February 13, 2004
An Enemy of the Environment
The Bush administration has a troubling record of putting lobbyists in influential positions in the executive branch. Now it is taking the practice a step further by nominating a longtime lawyer and lobbyist for the mining and cattle industries, William Myers III, to an important judgeship. His extreme views on the environment, his hard-edged ideological approach to the law and his close ties to industries whose cases he would be deciding make Mr. Myers unqualified to be an appeals court judge.
Until recently, Mr. Myers was the chief legal officer in the Interior Department. Before that, he was a mining industry lawyer and lobbyist and, earlier still, the director of federal lands for the National Cattlemen's Beef Association.

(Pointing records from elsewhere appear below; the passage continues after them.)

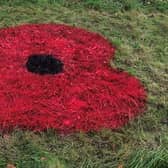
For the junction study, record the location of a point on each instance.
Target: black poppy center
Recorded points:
(44, 64)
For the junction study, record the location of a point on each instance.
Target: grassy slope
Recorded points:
(139, 33)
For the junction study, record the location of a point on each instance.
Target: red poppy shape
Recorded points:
(87, 95)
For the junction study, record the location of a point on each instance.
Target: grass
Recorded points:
(139, 30)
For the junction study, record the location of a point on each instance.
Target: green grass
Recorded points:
(139, 30)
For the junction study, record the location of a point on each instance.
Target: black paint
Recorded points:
(44, 64)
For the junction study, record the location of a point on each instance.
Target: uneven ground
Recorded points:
(138, 28)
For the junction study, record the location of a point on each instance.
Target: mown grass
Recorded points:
(139, 30)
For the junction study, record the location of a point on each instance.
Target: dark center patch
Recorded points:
(44, 64)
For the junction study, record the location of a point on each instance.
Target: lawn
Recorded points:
(139, 29)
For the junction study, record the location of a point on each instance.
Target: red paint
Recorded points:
(89, 95)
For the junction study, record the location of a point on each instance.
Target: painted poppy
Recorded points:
(59, 77)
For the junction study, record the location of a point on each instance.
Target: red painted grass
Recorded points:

A partisan advocate for the interests of the industries he represented, as well as a harsh critic of environmental protections, Mr. Myers regularly took positions that, though legally insupportable, would have had a devastating impact on the environment. He argued in one Supreme Court case that Congress does not have the power under the Constitution to protect wetlands. He also demonstrated a lack of judicial temperament, at one point comparing federal land management to "the tyrannical actions of King George in levying taxes" on the American colonies.
Mr. Myers's defenders argue that it is wrong to confuse his advocacy with how he would act as a judge. But since he has spent so much of his career working for industry, there is little else to evaluate him on. At Interior, he had an obligation to represent the public more broadly, but continued to carry water for special interests. His hometown newspaper, The Idaho Statesman, editorialized that although he had stated in applying for the job that he had "no particular ax to grind," he had ended up acting "less like an attorney, and more like an apologist for his old friends in the cattle industry."
Mr. Myers has been nominated to the United States Court of Appeals for the Ninth Circuit, based in San Francisco, which plays a critical role in overseeing the Western states, where environmental disputes have been most heated. The Senate should insist that the president nominate someone with a proven record of defending broader public interests, rather than those of a powerful few.